Europarat kritisiert Ignoranz gegenüber Fremdenfeindlichkeit

Von Aert van Riel *

Nach Ansicht der Antirassismus-Kommission des Europarats (ECRI) muss Deutschland mehr gegen Rassismus tun. In ihrem Bericht fordert die ECRI eine Verschärfung des Strafrechts.

Deutschland steht wegen seines Umgangs mit Rassismus in der Kritik. In einem Bericht der Antirassismus-Kommission des Europarats, der am Dienstag in Straßburg veröffentlicht wurde, erklären die Autoren, dass einige Themen Anlass zur Sorge geben würden. Dazu zählt der Rassismus in der Mitte der Gesellschaft. Die Kommission, die die Zeit zwischen 2008 und 2013 untersucht hatte, kritisiert in diesem Zusammenhang die Debatten nach der »Warnung« des Deutschen Städtetages vor Einwanderern aus Rumänien und Bulgarien. Die CSU hatte sich dabei für einen harten Kurs gegen osteuropäische Migranten ausgesprochen. Auch die rassistischen Bemerkungen in Thilo Sarrazins Buch »Deutschland schafft sich ab« und die Unterstützer des SPD-Mannes werden in dem Bericht gerügt.

Ein schlechtes Zeugnis stellen die Autoren der deutschen Polizei aus. Trotz der fehlerhaften Ermittlungen zur NSU-Mordserie würden rassistische Motive von Straftaten weiter viel zu schnell ausgeschlossen. Dies habe dazu geführt, dass bei Brandstiftungen in Wohnungen, in denen Türken leben, türkische Behörden die deutsche Polizei darauf hinweisen mussten, auch möglichen fremdenfeindlichen Motiven nachzugehen. Die LINKE-Abgeordneten Ulla Jelpke und Sevim Dagdelen meinten, dass »Polizeibehörden und Regierungspolitiker dem Rassismus in Deutschland vielfach aktiv Vorschub leisten«. Im vergangenen Jahr habe die Bundespolizei bei der Suche nach Menschen ohne Aufenthaltserlaubnis rund 380 000 Personen nur aufgrund ihres vermeintlich nichtdeutschen Aussehens in Zügen und Bahnhöfen kontrolliert.

Allerdings sieht der Bericht auch Fortschritte. So wird die Arbeit der Antidiskriminierungsstelle des Bundes gelobt, die allerdings nach Auffassung der ECRI mehr Geld bekommen sollte. Zudem erneuert die Kommission ihre Forderung, bei Straftaten eine rassistische Motivation als erschwerenden Umstand zu werten.

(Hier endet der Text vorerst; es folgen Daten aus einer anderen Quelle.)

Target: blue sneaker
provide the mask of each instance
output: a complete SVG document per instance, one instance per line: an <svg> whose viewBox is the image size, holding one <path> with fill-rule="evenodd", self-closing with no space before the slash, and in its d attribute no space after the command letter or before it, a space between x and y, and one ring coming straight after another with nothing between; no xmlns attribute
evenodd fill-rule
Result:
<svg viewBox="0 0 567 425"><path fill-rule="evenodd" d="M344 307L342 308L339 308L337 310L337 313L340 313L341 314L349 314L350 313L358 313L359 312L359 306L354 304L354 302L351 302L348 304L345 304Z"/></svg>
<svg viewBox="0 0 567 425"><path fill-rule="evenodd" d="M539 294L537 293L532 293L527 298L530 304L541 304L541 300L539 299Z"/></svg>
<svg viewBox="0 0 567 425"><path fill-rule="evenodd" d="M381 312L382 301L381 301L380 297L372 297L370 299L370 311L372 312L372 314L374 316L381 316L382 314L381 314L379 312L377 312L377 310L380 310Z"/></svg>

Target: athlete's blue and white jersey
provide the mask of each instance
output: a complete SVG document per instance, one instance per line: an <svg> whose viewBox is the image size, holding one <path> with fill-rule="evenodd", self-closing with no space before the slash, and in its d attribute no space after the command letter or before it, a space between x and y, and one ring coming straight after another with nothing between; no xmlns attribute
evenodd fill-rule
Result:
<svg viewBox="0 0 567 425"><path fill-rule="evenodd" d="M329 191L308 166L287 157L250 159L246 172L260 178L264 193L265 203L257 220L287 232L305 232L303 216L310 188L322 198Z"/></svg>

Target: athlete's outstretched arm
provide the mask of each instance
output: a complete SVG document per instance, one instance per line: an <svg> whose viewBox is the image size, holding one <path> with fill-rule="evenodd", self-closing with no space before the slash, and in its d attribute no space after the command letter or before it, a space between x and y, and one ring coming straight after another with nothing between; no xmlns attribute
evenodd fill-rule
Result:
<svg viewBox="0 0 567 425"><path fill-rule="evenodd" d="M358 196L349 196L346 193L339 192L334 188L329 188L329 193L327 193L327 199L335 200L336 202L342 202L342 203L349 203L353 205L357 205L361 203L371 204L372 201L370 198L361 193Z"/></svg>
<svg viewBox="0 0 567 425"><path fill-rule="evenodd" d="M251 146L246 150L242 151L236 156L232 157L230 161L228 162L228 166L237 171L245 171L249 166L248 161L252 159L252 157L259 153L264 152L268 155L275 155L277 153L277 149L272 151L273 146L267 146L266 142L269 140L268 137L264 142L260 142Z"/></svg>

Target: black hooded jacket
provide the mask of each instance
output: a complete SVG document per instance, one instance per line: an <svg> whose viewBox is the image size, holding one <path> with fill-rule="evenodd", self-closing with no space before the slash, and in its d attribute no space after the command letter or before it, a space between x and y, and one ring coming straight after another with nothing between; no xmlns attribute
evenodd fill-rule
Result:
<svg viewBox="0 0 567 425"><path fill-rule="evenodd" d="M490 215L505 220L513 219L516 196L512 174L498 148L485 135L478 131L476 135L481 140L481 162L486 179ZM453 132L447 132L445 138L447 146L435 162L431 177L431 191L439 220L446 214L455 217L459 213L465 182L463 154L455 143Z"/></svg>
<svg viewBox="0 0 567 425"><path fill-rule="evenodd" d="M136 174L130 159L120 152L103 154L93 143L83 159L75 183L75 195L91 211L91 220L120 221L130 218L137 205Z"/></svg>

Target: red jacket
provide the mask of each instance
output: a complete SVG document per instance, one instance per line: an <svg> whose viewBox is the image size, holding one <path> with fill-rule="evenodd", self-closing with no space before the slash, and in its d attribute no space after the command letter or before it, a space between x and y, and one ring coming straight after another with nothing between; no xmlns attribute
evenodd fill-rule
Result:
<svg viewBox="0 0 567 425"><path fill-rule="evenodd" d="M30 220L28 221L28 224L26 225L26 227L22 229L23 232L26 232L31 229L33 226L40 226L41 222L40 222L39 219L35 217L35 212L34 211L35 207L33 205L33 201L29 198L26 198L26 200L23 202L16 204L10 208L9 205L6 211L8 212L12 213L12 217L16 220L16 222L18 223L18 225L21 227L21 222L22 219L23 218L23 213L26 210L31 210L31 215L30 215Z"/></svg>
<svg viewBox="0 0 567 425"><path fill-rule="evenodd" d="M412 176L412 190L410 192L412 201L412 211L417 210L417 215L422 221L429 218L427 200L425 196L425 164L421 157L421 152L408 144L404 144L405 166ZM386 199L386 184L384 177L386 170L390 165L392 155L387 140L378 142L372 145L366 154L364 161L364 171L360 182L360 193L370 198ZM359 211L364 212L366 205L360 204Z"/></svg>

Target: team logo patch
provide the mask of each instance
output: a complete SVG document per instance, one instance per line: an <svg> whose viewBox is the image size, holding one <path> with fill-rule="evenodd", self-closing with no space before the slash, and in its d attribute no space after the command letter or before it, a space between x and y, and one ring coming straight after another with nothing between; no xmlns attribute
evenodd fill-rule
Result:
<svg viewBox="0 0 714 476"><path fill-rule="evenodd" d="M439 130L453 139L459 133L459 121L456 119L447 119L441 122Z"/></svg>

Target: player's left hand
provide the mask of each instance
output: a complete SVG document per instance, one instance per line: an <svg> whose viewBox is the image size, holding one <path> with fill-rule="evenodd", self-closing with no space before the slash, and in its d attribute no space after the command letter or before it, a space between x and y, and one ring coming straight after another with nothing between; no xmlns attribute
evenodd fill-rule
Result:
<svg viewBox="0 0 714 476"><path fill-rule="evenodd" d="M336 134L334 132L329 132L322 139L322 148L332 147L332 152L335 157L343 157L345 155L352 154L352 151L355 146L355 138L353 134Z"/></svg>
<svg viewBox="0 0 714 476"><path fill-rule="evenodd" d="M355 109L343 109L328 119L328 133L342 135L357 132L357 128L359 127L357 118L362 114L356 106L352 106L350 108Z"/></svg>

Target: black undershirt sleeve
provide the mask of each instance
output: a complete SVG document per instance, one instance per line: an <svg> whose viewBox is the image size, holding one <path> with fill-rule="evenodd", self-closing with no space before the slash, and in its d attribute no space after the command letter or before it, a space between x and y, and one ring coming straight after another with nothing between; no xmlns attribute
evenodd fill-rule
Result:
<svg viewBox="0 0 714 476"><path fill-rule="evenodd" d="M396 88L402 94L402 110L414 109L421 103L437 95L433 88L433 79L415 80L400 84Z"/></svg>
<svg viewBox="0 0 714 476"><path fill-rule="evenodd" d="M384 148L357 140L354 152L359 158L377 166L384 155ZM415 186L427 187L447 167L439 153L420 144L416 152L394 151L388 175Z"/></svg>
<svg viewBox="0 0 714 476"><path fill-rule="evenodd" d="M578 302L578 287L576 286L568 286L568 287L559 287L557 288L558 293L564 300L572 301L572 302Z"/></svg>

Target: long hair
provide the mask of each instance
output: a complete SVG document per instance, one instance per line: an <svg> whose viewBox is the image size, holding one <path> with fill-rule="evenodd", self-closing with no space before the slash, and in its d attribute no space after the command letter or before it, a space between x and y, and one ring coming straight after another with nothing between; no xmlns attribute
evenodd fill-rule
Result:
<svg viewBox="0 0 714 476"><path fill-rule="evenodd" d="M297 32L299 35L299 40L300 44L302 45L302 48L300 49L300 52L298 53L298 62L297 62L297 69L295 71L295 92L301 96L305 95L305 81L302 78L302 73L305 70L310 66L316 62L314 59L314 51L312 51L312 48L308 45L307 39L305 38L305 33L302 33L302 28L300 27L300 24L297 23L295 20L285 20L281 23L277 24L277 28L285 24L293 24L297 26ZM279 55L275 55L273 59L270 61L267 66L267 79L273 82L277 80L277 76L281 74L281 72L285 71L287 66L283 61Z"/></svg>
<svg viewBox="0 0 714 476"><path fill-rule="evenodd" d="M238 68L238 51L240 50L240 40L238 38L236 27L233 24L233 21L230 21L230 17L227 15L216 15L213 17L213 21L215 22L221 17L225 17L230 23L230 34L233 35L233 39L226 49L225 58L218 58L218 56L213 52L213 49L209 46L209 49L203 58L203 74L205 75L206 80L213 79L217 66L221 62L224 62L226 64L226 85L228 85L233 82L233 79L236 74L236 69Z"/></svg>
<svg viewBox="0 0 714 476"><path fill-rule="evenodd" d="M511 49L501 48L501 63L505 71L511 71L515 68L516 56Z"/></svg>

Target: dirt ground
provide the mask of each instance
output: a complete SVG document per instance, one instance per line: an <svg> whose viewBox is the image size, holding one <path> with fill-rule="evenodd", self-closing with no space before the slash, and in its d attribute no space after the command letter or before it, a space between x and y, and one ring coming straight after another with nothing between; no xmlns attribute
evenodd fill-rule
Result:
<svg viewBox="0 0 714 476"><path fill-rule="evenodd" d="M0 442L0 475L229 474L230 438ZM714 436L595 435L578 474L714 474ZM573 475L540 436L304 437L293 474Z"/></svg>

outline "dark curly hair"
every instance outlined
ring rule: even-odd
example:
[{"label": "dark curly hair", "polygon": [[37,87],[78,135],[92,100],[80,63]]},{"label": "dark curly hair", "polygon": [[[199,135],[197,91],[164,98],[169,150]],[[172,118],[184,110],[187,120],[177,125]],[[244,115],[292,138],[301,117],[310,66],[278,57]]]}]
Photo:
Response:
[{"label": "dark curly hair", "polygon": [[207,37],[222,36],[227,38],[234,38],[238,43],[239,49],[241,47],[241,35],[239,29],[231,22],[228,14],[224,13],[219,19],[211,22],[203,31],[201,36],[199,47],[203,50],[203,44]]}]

Insgesamt werde bei Gerichtsurteilen sehr selten Rassismus als Grund für eine Straftat erwähnt. Eine Gesetzesinitiative des Bundesrats, die eine härtere Bestrafung von Tätern ermöglichen sollte, die aus menschenverachtenden Motiven gehandelt haben, scheiterte im Oktober 2012 an der damaligen schwarz-gelben Mehrheit im Bundestag. Die ECRI moniert, dass es im Bereich Aufstachelung zum Hass »einen erheblichen Grad von Straffreiheit« gebe.

Ein düsteres Bild zeichnet der Bericht von der Situation der LGBT-Personen (Lesben, Schwule, Bisexuelle und Trans). Es gebe eine erhebliche Diskriminierung, was tendenziell dazu führe, dass LGBT-Personen ihre sexuelle Orientierung verbergen. Besonders in den Schulen gebe es ein hohes Maß an Homo- beziehungsweise Transphobie.

Auch deswegen rät die Kommission, das System zur Erfassung von »rassistischen, fremdenfeindlichen, homo- und transphoben Zwischenfällen« zu reformieren. Das Ausmaß von Fremdenfeindlichkeit und Homophobie werde von offiziellen Statistiken nicht wiedergegeben. So haben etwa Recherchen von Nichtregierungsorganisationen höhere Zahlen von rechten Gewalttaten ergeben, als offiziell verlautbart wird.

Dass in einigen Regionen die rechte Gewalt zunimmt, zeigt eine Erhebung der Opferberatung RAA Sachsen. Sie registrierte im Freistaat im vergangenen Jahr insgesamt 223 Angriffe, bei denen 319 Menschen zu Schaden kamen. 2012 wurden 155 Angriffe gezählt. Ein Großteil der Angriffe wurde aus rassistischen Motiven begangen.

Um ein realistisches Bild vom Ausmaß rechter Gewalt nach 1990 zu bekommen, sollen nach dem Willen der sächsischen Grünen nun auch Körperverletzung oder Banküberfälle auf mögliche rechte Motive untersucht werden.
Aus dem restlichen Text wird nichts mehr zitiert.